Briefly, for those unfamiliar. Rugby union is the sport you probably see more of on your TV, it’s 15 a side and typically has a history of attracting more affluent support. Rugby league is 13 a side, has its heritage in the north of England and tends to be a more working persons game.
League has made repeated goes dating back to the 1980s to establish a London side, the bulk of which formed around the London Broncos. They managed a solid 17 years in the Super League, changing their name to Harlequins (the same as one of the union sides) for their last 5 years. The sport bent over backwards to make it work, adjusting import and financial rules, and it was a money leaking failure that had no long-term benefit. The team still exists in the second tier, back as the Broncos, but it just never managed to get the large northern England diaspora in the region to care never mind those who wouldn’t have roots in the sport’s heartlands.

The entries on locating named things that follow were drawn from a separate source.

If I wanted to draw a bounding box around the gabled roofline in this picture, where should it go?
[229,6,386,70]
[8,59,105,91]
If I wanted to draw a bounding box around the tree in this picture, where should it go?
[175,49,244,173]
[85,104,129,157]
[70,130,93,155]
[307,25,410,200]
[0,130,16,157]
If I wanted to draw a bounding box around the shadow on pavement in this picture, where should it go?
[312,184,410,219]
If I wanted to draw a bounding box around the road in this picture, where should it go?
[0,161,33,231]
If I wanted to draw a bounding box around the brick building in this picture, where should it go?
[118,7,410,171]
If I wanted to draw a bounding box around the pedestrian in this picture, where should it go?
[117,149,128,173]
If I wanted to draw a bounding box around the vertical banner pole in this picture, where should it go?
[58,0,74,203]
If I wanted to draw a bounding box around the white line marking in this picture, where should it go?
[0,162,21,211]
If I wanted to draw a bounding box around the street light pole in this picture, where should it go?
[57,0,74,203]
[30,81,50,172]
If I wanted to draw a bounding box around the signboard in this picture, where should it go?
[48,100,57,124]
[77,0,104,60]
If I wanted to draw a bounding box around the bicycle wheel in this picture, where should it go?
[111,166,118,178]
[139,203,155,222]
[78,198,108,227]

Not all Londoners are the same
This is the most obvious one to anybody that’s ever lived in or even known someone who lived in London but the city is really regional. That’s natural when you have a city so big. Think of Istanbul, admittedly much larger than London, but getting someone from Besiktas to like Fenerbahce even if they didn’t have a team and no other differences would be tough enough given the sheer journey required to go see them play. Add in all the sub-regional factors, and it’s no surprise that a city gets splintered. There is still the broader idea of a Londoner but it’s not enough to count on when you are trying to target a certain group of fans. All of the potential venues are lengthy journeys from the heart of the city. That’s a big ask.

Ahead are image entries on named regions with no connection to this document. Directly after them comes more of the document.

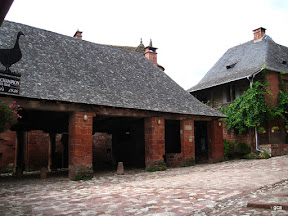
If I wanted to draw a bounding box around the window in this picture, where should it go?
[226,85,235,102]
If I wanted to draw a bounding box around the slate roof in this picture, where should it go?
[188,35,288,92]
[0,21,223,117]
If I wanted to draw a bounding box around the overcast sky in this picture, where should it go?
[6,0,288,89]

So, in summary. This is a huge and relatively affluent market, the league is the right format, and it has good venues. This market is wildly crowded in sports and other forms of entertainment, it’s really expensive to establish a presence, and split along multiple geographic and cultural lines, oh and other sports have tried a similar tactic and found it to be an expensive failure.
The positives mean London will always remain attractive, everyone wants a piece of a market that big. The barriers mean its hard to see it being more than an idea for quite some time to come.